At first, this ending might be read negatively: the Countess is (figuratively) reborn only to be reinscribed, to reprise her vampiric existence and resume the cycle of predation she loathes. Liberation, however, could be at hand at last. Stoker’s vampire women are abandoned/imprisoned at Castle Dracula (at least until Van Helsing destroys them), but Countess Nosferatu gets to move beyond her lonely chateau and the “huge, spiked wall” of corpse-fed roses that “incarcerate[d] her in the castle of her inheritance.” If the solider falls short as the lover the Countess envisioned, he nevertheless succeeds in carrying her a long way from her decadent Romanian home.
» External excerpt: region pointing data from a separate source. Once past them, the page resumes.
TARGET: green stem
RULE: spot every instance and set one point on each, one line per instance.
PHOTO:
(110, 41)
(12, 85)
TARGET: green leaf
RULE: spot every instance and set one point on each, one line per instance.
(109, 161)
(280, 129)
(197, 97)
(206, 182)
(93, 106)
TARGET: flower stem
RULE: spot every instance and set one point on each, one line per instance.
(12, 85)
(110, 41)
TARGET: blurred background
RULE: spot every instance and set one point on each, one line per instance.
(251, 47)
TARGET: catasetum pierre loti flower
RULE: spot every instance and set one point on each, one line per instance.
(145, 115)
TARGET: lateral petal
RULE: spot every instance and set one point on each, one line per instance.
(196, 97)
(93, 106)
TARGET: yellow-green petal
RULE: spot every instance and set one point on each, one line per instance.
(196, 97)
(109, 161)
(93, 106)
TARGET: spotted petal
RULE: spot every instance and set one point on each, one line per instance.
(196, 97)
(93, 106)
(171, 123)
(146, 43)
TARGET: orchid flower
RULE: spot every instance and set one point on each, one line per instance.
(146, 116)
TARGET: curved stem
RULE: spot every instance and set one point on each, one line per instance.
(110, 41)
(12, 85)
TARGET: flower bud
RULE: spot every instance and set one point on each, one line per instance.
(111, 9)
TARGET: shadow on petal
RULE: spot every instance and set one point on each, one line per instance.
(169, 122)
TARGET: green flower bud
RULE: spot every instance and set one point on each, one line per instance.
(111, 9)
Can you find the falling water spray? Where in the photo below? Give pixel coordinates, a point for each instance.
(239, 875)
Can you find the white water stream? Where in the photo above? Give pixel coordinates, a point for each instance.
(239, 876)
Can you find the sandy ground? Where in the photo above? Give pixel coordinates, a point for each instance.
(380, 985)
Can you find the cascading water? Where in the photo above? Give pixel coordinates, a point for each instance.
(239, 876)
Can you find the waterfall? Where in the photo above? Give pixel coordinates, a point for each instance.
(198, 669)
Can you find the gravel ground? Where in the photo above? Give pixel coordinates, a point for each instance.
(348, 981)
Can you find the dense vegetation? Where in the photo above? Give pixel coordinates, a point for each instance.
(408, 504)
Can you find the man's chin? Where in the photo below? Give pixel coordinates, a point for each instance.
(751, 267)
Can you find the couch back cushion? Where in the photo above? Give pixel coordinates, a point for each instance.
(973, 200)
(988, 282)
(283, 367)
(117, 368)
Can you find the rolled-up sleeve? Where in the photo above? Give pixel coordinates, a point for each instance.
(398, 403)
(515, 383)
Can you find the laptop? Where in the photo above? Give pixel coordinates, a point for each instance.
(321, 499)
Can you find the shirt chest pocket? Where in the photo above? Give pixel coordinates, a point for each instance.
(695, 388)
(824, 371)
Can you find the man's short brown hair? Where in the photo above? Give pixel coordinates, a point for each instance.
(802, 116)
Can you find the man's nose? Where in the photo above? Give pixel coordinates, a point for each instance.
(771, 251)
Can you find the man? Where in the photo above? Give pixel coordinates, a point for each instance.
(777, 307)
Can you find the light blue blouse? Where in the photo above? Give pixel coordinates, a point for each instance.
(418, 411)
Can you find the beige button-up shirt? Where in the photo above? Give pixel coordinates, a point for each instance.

Carter’s story abruptly concludes with the single-sentence paragraph “Next day, his regiment embarked for France.” The line suggests more than the soldier’s march to his likely death in the trenches of World War I. France is also a romantically-renowned country, and thus furnishes promising soil for the transplanted Countess. While Stoker’s narrative is driven by the terror of homeland invasion (by an emigrating king vampire), Carter’s answer to Dracula strikes a much less ominous note as it hints at the founding of a new, truer House of Love in the Western world.